论文信息 - VidyutVanika: A Reinforcement Learning Based Broker Agent for a Power Trading Competition

VidyutVanika: A Reinforcement Learning Based Broker Agent for a Power Trading Competition

A smart grid is an efficient and sustainable energy system that integrates diverse generation entities, distributed storage capacity, and smart appliances and buildings. A smart grid brings new kinds of participants in the energy market served by it, whose effect on the grid can only be determined through high fidelity simulations. Power TAC offers one such simulation platform using real-world weather data and complex state-of-the-art customer models. In Power TAC, autonomous energy brokers compete to make profits across tariff, wholesale and balancing markets while maintaining the stability of the grid. In this paper, we design an autonomous broker VidyutVanika, the runner-up in the 2018 Power TAC competition. VidyutVanika relies on reinforcement learning (RL) in the tariff market and dynamic programming in the wholesale market to solve modified versions of known Markov Decision Process (MDP) formulations in the respective markets. The novelty lies in defining the reward functions for MDPs, solving these MDPs, and the application of these solutions to real actions in the market. Unlike previous participating agents, VidyutVanika uses a neural network to predict the energy consumption of various customers using weather data. We use several heuristic ideas to bridge the gap between the restricted action spaces of the MDPs and the much more extensive action space available to VidyutVanika.

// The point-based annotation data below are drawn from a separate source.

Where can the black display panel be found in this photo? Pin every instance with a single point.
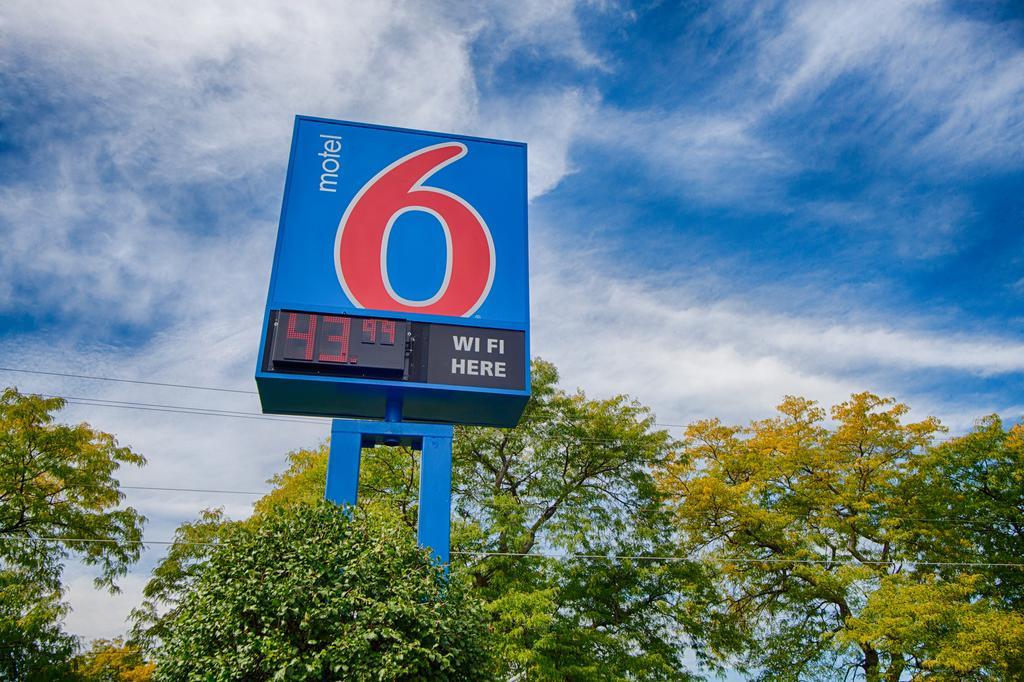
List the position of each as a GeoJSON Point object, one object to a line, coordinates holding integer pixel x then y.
{"type": "Point", "coordinates": [395, 349]}
{"type": "Point", "coordinates": [474, 356]}
{"type": "Point", "coordinates": [312, 343]}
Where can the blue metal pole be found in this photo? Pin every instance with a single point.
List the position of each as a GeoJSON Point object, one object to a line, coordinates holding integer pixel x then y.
{"type": "Point", "coordinates": [434, 523]}
{"type": "Point", "coordinates": [343, 465]}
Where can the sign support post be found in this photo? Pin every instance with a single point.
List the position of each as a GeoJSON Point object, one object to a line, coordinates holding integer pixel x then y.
{"type": "Point", "coordinates": [348, 437]}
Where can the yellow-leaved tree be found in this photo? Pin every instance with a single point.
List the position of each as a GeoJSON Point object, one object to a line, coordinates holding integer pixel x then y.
{"type": "Point", "coordinates": [853, 545]}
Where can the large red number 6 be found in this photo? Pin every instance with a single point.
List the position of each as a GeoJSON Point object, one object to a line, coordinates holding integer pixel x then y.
{"type": "Point", "coordinates": [360, 248]}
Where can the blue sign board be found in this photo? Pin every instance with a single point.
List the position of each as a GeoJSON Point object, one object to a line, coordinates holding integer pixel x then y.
{"type": "Point", "coordinates": [399, 278]}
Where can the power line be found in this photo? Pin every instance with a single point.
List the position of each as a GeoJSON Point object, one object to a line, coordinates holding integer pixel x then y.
{"type": "Point", "coordinates": [192, 489]}
{"type": "Point", "coordinates": [128, 381]}
{"type": "Point", "coordinates": [562, 556]}
{"type": "Point", "coordinates": [211, 412]}
{"type": "Point", "coordinates": [182, 410]}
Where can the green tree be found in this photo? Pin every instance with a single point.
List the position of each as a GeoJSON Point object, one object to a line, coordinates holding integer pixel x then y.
{"type": "Point", "coordinates": [33, 646]}
{"type": "Point", "coordinates": [308, 593]}
{"type": "Point", "coordinates": [56, 487]}
{"type": "Point", "coordinates": [113, 661]}
{"type": "Point", "coordinates": [572, 478]}
{"type": "Point", "coordinates": [822, 534]}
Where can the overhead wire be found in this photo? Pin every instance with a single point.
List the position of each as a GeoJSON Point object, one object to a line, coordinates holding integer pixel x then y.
{"type": "Point", "coordinates": [213, 411]}
{"type": "Point", "coordinates": [563, 555]}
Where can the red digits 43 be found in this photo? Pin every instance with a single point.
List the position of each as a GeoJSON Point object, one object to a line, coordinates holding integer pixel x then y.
{"type": "Point", "coordinates": [360, 247]}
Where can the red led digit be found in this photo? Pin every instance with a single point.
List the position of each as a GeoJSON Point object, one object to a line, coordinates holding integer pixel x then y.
{"type": "Point", "coordinates": [340, 339]}
{"type": "Point", "coordinates": [387, 331]}
{"type": "Point", "coordinates": [369, 331]}
{"type": "Point", "coordinates": [308, 336]}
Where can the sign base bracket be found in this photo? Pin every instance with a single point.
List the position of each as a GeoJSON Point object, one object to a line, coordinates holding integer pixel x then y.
{"type": "Point", "coordinates": [349, 436]}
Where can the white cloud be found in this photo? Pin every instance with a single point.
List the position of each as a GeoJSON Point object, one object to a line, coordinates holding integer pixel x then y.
{"type": "Point", "coordinates": [945, 87]}
{"type": "Point", "coordinates": [689, 357]}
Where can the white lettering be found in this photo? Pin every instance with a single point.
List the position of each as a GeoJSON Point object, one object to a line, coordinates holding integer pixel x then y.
{"type": "Point", "coordinates": [330, 165]}
{"type": "Point", "coordinates": [465, 342]}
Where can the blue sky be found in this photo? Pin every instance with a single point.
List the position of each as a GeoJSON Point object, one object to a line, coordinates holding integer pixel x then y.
{"type": "Point", "coordinates": [730, 202]}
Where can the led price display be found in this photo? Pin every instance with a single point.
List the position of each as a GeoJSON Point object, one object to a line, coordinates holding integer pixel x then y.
{"type": "Point", "coordinates": [394, 349]}
{"type": "Point", "coordinates": [311, 343]}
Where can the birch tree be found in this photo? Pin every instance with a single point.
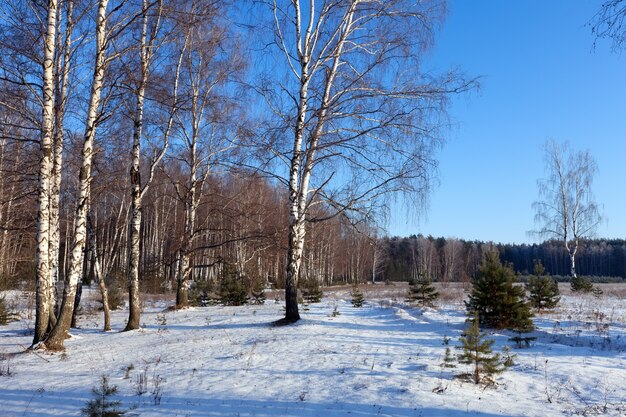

These heuristics allow VidyutVanika to convert near-optimal fixed tariffs to time-of-use tariffs aimed at mitigating transmission capacity fees, spread out its orders across several auctions in the wholesale market to procure energy at a lower price, more accurately estimate parameters required for implementing the MDP solution in the wholesale market, and account for wholesale procurement costs while optimizing tariffs. We use Power TAC 2018 tournament data and controlled experiments to analyze the performance of VidyutVanika, and illustrate the efficacy of the above strategies.